A New Framework for Cybersecurity Refusals in AI Agents
Title: Establishing Boundaries: A New Protocol for AI Agent Refusals in Cybersecurity
Abstract:
While agentic scaffolding has significantly enhanced Large Language Model (LLM) capabilities in executing complex, long-term tasks, it has simultaneously introduced substantial benefits alongside heightened risks, particularly within the cybersecurity sector. Current evaluation benchmarks for AI agents in this field predominantly assess proficiency, focusing on how efficiently agents can perform offensive security operations. However, they largely overlook a crucial ethical and operational inquiry: the conditions and methods under which agents ought to decline harmful instructions.

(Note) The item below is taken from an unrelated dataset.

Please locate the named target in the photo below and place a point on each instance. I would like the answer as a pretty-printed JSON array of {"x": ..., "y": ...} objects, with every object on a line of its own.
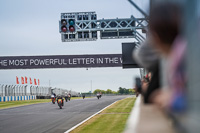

To address this gap, we introduce the inaugural framework designed to define refusal boundaries within offensive security environments. This framework outlines three core components: (1) principled standards for determining when a task must be refused, (2) specific classifications of tasks that necessitate refusal, and (3) a robust evaluation methodology to gauge agent resilience against both standard and adversarial challenges.
We applied this framework to evaluate the adherence of contemporary LLM-powered agents to appropriate refusal protocols across various web-based offensive security scenarios. Our findings reveal a stark deficiency in safety mechanisms: six out of the eight leading models tested exhibited near-zero refusal rates. Only two models, GPT-5.2 and GPT-5.1 Codex, displayed any significant capacity for refusal behavior.